My vote? Call-up Dillon Gee to take Maine’s place in the rotation and Bobby Parnell to take Jenrry Mejia’s spot in the bullpen, add Jenrry Mejia to Binghamton’s rotation, and let Maine take Gee’s spot in Buffalo. The Parnell/Mejia move might seem gratuitous, but Mejia needs to get back to starting as soon as possible. If they don’t do it now, they better do it when Sean Green is ready to play again. But I digress…

What’s Next: Santana (today) and Maine (tomorrow) vs. the Cardinals, and Niese, Pelfrey, and Perez vs. the Cubs on Monday, Tuesday, and Wednesday at Citi Field.

Posted in Johan Santana, Mets, Mike Pelfrey, Oliver Perez, The Rotation | Tagged: , , , , , | 1 Comment »

The Rotation After One Turn

Posted by JD on April 11, 2010

Opening Day

Johan Santana on the mound

The Mets are 2-3 and we’ve had the opportunity to see each member of the rotation pitch once. It’s far too early to make definitive judgments as to who has “earned” their spots and who hasn’t, but it’s not too early to start analyzing the pitchers’ performances. Keeping in mind that one appearance does not a fair sample size make, let’s take a cursory look at how they acquitted themselves:

The Untouchable: Johan Santana. I almost feel silly posting his line here, but fair is fair. In his first start, Johan threw 103 pitches (69 for strikes – 67%) over six innings, striking out five while allowing four hits and two walks. By no means dominating, Santana nonetheless turned in a solid quality start. His spot as the number one starter is unquestioned.

Positive Vibes: Speaking of quality starts, Jon Niese and Mike Pelfrey each had one (with differing end results). Niese allowed three runs (on eight hits and two walks) over six innings in a game the Mets would go to lose 3-1, while Pelfrey allowed two runs (on four hits and four walks) over six innings in a game the Mets would go on to win 8-2. Neither start was worthy of big publicity, but both deserve credit for giving the Mets’ hitters a chance to win the game. That’s more than the next two guys can say.

Negative Energy: Oliver Perez was Oliver Perez and John Maine was John Maine.
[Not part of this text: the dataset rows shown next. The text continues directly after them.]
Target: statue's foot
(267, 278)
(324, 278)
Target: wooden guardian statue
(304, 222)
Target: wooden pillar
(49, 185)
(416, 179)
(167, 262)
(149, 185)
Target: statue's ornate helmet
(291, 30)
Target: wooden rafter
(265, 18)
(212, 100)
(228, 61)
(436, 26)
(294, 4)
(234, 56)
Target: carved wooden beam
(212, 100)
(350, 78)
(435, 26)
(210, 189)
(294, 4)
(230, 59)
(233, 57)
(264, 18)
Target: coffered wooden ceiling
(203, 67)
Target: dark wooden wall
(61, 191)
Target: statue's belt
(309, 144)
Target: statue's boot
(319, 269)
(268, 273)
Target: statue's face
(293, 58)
I like to look at the positives, so there’s this: Ollie struck out six in five and 2/3 innings and Maine threw 58% of his pitches for strikes. Really. That’s about it. They have a lot of work to do before they can move up into the next category, but the fact that the Mets lack clear-cut replacements means that they’ll have some time to improve.
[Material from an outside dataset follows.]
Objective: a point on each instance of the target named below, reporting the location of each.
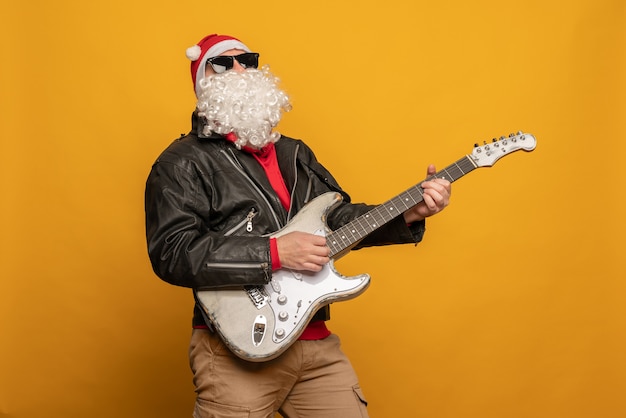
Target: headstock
(487, 154)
What’s Next: Keep in mind that anything can happen, but this is how I see the second turn through the rotation: Santana vs. the Nats (today), Maine, Niese, and Pelfrey vs. the Rockies in Colorado (Tuesday thru Thursday), and Perez vs. the Cardinals in St. Louis on Friday. In other words, this week is going to be a great litmus test for the 2-5 starters. Bring it on, and Let’s Go Mets!